Я не выдал себя, но был безмерно растроган этой наивной хитростью! Ведь старик голоден так же, как и я, и ему бесконечно дорога была каждая крошка хлеба. Мне вдруг вспомнились его слова: «Если от моей заботы вам хорошо, то от этого мне еще лучше». Но какой ценою делает это сегодня старик! Голод — всесилен, это неоспоримая истина, велика его власть над слабовольным: он затемнит совесть, убьет стыд, разрушит дружбу, толкнет человека на преступление, которое в другой бы обстановке казалось ему чудовищным. И все же Улукиткан не поддался ему, остался верным себе, сохранил в эти грозные дни человеческую чистоту. Я снова позавидовал его неугасающей воле, уменью владеть собой и окончательно поверил, что не терпящая криводушия тайга вынянчила в натуре Улукиткана все самое лучшее и самое чистое, что украшает жизнь человека.
Случай с лепешкой долго не давал мне заснуть. А Улукиткан, свернувшись калачиком, спал тихо, с сознанием исполненного долга и спокойствием ребенка…
Еще до рассвета меня разбудил Улукиткан:
— Вставай, однако, дождь будет.
Я поднялся, поправил костер и стал осматриваться. Тучи завалили восток, но над нашей широкой марью раскинулось звездное небо. Настороженно и чутко спали лесные дебри.
— Откуда узнал, что дождь будет?
— Ты вчера сказал, что я ложусь по направлению ключа, головой к устью. Где он шумит сейчас, послушай.
— Вверху. Ну, и что же?
— Эко не знаешь! Ночью в хорошую погоду река или ключ шумит внизу, а сейчас говоришь — шумит вверху; значит, жди дождя или худой погоды. Понял?
— Понял, только на небе, Улукиткан, ничего подозрительного нет, лишь восток затянут тучами.

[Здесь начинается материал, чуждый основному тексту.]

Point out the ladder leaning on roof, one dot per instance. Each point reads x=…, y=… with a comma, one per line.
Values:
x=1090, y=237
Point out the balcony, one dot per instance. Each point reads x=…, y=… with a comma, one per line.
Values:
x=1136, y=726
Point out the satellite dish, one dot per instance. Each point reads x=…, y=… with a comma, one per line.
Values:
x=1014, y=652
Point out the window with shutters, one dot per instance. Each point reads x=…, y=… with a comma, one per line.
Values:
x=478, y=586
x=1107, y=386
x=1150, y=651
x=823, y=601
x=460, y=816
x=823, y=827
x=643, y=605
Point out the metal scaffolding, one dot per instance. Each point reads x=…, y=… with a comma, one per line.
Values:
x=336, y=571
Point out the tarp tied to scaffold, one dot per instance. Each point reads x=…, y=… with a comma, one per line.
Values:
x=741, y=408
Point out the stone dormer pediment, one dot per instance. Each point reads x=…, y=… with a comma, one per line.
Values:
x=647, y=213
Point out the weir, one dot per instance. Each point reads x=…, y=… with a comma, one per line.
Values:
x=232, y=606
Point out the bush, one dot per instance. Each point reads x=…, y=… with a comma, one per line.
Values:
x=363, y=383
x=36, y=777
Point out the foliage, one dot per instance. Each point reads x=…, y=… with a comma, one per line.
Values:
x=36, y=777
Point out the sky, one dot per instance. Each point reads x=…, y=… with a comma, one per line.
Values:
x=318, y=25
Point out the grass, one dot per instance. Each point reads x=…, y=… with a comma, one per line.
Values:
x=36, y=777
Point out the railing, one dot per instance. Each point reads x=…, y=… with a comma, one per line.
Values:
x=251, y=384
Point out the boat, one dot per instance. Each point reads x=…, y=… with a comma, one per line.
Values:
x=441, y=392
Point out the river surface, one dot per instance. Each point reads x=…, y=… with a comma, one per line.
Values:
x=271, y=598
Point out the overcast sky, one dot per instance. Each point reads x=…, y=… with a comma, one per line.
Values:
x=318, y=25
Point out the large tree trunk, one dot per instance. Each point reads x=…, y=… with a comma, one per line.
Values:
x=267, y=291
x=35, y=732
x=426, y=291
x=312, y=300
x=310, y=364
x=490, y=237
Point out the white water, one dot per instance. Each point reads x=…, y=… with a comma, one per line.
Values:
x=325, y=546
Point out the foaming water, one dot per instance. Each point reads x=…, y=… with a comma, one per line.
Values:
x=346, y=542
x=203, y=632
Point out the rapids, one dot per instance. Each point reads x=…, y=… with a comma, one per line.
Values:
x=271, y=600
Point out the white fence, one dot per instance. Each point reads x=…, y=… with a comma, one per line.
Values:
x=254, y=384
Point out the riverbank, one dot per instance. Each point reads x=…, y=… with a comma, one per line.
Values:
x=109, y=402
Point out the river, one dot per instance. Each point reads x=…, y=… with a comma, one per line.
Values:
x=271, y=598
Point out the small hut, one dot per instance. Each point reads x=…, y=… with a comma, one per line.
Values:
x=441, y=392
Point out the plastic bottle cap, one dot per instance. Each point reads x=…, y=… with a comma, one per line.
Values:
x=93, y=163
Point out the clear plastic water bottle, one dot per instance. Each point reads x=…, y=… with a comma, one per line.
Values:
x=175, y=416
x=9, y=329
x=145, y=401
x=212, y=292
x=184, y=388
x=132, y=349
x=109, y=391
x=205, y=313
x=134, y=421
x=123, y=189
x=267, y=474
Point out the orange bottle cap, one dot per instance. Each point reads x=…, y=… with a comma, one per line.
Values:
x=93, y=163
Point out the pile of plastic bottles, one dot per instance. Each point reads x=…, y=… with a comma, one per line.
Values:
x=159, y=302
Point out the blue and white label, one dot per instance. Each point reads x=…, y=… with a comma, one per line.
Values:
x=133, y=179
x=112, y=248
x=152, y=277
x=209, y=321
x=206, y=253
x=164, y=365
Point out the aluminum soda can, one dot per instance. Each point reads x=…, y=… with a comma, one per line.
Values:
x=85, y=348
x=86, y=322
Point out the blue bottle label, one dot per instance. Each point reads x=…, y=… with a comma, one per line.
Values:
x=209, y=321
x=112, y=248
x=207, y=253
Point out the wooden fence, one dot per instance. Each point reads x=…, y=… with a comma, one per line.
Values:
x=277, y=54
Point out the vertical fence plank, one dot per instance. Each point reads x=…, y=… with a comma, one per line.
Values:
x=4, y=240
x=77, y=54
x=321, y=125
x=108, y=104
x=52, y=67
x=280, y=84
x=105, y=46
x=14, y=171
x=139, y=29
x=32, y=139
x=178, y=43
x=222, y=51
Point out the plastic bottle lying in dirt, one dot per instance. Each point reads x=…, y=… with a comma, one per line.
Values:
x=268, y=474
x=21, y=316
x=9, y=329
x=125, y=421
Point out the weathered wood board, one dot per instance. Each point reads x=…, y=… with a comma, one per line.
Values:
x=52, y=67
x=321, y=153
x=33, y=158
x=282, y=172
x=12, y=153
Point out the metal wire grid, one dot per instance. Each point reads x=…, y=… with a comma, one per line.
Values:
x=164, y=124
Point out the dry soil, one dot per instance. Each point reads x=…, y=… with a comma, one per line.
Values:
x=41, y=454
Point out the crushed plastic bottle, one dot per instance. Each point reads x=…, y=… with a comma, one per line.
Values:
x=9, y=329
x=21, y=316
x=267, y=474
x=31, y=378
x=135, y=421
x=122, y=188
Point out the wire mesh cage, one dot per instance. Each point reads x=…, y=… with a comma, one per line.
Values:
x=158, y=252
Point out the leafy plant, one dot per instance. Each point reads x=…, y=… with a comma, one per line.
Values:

— Небо еще не знает, а дождь будет. Слышишь, ветер дурит, туда-сюда ходит. Я много раз тебе говорил, это тоже к непогоде.
Слабые порывы ветра качали вершины деревьев, а на земле и вокруг нас было спокойно. Я подумал, что слепой ошибся, но вскоре заметил, как за ощетинившимися сопками на востоке тучи вдруг зашевелились и широким фронтом стали затягивать небо. Прорвался сырой и холодный ветер. Нарождалось хмурое весеннее утро, без зари, без птичьей суетни и песен.
Я достал из потки кусок лепешки, положенный туда вчера слепым, незаметно обменял его на кусок, припрятанный стариком в изголовье, и мы сели пить чай. Старик, как только дотронулся до тряпочки, где был завернут кусок, тотчас же обнаружил подвох. Выражение досады появилось на его лице.
— Зрячий слепого хочет обмануть, — сказал он с обидой и глухо закашлялся.